26 Though these nuanced differences in mapping methods may seem trivial to some (after all, they do result in coded data elements matched to the desired standardized clinical terminology), the outcome may have a significant patient safety and quality care impact which needs to be addressed and clearly understood before the large scale implementation of standardized clinical terminologies are pushed out in an EHR. Specifically, this relates to the actualized benefits of the codified standardization process itself; semantic interoperability, data aggregation and decision support. These are threatened if dissociated and disparate mapping methods are employed without oversight by organizations tasked with integrating these standardized terminologies within existing EHRs. To illustrate this, imagine if two different organizations decided to include the concept “dizziness when standing up” in their EHR. One mapped this to the SNOMED-CT concept Orthostatic Hypotension (disorder) 28651003, the other mapped it to Dizzy Spells (finding) 315018008. What would happen if the same patient was treated at
different times for this condition, in each organization? Would their documentation be coded in SNOMED-CT as Orthostatic Hypotension (disorder) or Dizzy Spells (finding)? What would happen if we tried to employ semantic interoperability, data aggregation, or decision support networks on what we thought was the same concept, but coded differently? The scope of this paper does not expand on the outcome of dissociated cross-organizational mapping; however, it would be an important consideration for future research.
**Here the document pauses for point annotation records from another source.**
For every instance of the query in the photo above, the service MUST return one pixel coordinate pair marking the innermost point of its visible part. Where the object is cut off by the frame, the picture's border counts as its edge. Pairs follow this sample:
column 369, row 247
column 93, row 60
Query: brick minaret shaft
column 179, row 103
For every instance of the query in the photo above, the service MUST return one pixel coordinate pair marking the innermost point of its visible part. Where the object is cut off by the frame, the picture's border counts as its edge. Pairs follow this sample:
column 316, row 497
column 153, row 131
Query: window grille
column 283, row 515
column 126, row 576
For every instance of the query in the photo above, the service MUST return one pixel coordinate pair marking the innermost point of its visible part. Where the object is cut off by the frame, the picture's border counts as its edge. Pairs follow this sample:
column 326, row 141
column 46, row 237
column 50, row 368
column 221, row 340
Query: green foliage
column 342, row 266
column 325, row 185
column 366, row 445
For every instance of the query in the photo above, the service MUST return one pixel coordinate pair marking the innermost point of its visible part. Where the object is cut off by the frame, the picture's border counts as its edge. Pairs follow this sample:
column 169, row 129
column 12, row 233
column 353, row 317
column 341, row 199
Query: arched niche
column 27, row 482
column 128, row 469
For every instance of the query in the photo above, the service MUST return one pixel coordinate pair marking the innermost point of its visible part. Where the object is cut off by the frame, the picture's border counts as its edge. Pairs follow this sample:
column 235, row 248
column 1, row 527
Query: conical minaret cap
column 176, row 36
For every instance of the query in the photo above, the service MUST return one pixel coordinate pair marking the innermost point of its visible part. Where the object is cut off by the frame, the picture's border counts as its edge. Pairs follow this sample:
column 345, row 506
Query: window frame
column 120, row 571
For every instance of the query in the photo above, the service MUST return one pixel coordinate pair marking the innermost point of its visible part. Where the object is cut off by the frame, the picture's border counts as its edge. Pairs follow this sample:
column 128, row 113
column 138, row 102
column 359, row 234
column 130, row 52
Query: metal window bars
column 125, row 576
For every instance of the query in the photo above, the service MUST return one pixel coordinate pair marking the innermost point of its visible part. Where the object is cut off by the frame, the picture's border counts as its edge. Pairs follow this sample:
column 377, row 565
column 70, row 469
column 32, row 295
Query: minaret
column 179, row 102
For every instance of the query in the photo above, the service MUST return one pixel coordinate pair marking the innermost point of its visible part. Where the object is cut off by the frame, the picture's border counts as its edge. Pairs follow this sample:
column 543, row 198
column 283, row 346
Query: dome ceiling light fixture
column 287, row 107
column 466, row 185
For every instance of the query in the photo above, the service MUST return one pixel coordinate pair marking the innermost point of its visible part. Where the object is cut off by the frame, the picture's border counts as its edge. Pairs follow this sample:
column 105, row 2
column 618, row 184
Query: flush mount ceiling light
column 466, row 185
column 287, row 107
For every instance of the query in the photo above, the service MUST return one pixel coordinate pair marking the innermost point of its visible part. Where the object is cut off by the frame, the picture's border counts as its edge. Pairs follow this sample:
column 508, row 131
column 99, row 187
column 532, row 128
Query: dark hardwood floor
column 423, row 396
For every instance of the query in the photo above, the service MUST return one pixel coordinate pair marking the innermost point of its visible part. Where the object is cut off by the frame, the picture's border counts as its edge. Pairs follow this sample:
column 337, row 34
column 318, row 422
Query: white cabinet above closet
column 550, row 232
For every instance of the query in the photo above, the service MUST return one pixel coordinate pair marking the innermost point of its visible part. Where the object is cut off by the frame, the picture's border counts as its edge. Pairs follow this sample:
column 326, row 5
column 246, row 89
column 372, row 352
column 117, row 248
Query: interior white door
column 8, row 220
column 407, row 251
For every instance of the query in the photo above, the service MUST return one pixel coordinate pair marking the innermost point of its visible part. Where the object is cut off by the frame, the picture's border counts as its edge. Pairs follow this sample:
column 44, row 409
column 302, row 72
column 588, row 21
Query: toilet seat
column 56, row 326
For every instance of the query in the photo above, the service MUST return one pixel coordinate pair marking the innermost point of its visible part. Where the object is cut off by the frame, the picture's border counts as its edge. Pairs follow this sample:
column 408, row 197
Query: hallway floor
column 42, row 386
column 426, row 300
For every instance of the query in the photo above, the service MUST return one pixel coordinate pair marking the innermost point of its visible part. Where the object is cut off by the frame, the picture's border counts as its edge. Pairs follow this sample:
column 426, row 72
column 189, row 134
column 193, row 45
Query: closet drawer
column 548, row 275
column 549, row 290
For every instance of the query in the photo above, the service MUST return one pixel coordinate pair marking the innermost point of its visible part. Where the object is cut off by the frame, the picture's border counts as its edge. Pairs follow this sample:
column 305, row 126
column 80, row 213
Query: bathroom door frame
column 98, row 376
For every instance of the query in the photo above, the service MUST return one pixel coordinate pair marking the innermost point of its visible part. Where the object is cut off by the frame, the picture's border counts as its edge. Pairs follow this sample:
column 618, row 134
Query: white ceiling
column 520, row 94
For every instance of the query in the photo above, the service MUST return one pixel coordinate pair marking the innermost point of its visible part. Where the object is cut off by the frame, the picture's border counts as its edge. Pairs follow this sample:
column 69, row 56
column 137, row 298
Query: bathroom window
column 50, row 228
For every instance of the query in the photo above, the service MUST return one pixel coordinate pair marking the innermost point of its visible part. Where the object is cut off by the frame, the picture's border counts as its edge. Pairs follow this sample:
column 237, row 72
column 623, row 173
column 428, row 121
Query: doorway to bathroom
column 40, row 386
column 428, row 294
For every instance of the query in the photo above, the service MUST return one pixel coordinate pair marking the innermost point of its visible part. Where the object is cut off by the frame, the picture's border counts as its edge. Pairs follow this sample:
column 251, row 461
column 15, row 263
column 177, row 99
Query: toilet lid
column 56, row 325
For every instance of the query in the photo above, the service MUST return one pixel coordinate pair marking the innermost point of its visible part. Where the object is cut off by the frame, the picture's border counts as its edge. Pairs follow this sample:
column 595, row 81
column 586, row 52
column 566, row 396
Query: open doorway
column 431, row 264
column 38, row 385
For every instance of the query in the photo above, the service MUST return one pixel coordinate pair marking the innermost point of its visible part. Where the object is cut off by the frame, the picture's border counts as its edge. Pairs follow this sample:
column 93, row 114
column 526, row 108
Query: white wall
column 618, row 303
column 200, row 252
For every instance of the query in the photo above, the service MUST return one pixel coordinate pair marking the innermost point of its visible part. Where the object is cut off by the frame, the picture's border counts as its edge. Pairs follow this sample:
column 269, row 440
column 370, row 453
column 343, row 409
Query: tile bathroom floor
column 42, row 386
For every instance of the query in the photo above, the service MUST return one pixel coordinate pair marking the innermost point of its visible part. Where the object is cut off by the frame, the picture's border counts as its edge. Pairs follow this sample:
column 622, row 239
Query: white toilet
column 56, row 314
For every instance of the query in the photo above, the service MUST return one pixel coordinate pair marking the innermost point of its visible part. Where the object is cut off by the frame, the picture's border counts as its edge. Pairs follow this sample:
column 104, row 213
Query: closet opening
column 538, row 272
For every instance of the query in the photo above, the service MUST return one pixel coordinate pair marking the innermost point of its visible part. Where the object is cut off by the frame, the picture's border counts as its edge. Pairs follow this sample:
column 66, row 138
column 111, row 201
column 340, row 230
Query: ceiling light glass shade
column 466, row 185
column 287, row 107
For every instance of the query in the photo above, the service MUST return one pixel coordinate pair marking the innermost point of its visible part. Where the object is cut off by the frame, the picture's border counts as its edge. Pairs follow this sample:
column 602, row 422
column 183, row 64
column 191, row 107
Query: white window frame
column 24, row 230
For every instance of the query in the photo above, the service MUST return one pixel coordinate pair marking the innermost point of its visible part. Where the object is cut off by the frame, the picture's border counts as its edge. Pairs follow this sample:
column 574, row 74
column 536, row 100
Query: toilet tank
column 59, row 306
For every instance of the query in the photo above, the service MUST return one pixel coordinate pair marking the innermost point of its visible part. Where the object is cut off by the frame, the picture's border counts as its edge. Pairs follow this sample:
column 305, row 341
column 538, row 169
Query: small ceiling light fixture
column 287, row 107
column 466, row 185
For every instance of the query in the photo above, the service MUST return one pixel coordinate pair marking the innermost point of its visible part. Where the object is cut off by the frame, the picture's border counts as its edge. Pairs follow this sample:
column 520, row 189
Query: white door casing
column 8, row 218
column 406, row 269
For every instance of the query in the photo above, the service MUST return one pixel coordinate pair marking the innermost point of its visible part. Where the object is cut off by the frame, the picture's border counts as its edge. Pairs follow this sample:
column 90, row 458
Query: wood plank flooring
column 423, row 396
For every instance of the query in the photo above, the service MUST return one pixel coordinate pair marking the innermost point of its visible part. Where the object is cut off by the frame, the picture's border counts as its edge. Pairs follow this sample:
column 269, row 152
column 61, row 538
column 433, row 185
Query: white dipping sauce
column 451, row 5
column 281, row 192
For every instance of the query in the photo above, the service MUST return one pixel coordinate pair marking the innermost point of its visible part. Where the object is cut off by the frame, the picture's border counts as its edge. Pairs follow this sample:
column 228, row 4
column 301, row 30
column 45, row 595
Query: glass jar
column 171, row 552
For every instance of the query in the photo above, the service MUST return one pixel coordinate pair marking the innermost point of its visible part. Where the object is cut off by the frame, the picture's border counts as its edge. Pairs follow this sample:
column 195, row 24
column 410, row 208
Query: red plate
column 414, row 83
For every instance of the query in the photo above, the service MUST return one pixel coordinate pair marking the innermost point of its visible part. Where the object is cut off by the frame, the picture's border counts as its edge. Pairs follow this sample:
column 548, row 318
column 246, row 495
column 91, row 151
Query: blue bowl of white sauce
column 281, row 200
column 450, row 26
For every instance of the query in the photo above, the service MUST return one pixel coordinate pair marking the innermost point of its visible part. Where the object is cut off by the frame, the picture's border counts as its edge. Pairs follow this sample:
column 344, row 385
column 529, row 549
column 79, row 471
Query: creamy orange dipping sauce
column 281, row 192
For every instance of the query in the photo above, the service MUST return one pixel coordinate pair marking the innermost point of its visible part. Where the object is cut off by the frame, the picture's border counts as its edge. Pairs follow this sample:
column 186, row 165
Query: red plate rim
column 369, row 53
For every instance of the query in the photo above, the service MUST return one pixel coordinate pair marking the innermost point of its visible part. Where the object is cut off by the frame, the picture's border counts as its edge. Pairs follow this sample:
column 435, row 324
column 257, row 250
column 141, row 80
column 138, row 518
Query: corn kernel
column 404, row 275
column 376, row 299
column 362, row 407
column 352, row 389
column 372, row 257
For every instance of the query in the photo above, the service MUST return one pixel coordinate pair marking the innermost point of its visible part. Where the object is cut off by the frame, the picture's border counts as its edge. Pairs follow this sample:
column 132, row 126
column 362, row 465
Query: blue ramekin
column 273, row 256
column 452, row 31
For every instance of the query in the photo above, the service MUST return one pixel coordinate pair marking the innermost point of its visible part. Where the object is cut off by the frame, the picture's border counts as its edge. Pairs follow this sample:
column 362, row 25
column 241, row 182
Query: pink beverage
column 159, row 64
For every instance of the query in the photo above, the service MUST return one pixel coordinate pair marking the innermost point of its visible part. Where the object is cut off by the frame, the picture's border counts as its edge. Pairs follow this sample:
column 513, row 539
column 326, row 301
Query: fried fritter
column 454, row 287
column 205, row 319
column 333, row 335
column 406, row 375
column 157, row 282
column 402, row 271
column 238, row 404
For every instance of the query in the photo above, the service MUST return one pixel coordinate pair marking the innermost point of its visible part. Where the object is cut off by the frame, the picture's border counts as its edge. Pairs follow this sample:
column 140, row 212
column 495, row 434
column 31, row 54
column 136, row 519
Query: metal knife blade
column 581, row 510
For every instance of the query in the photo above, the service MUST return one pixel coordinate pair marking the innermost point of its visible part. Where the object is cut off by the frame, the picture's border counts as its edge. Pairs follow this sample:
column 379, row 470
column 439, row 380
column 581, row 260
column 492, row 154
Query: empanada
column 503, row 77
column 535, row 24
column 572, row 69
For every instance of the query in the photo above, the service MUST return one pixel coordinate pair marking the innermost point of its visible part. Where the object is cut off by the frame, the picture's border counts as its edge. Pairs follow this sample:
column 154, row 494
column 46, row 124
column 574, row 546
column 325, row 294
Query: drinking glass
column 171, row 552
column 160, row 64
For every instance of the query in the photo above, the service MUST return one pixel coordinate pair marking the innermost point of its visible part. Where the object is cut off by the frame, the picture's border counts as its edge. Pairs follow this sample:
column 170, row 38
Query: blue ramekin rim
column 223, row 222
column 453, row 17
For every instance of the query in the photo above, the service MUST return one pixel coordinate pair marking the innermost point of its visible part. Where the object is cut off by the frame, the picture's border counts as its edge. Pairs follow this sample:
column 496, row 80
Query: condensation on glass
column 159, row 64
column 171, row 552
Another aspect to the uptake of standardized clinical terminologies relates to the
engagement of vendors whose proprietary applications are (or are not) built with the capacity and standards adoption to support sematic interoperability (Harris et al., 2015). For example, when free-text, natural language is the main form of clinical documentation, the content becomes largely inaccessible to manipulate and use with decision support tools or statistical research
27 (Hardiker et al., 2002). Clinical information systems need to be designed in such a way that data are placed in a meaningful context and ready to be reused without the need for manual
transformation and manipulation (Lenz, Beyer, & Kuhn, 2007). Some of these challenges may be solved by the use of natural language processing in which free text is analyzed and mapped to a codified clinically equivalent concept (Topaz et al, 2016); however, this is yet to readily
available through commercial clinical EHR vendors. Another reflection on this limitation requires a view of current marketplace demands; currently, there are no Canadian federal governmental policies requiring health care organizations to choose EHRs with the built in standards and structure to facilitate sematic interoperability. In BC, the Ministry of Health (2014) released a cross sector policy discussion paper, Enabling Effective, Quality Population and Patient-Centered Care: A Provincial Strategy for Health Information Management and Technology, recognizing the need to improve data sharing throughout the health care system.
Though provisions and plans are underway to drive foundational information standards, the scope and scale of this work is still in the early phases of development in BC.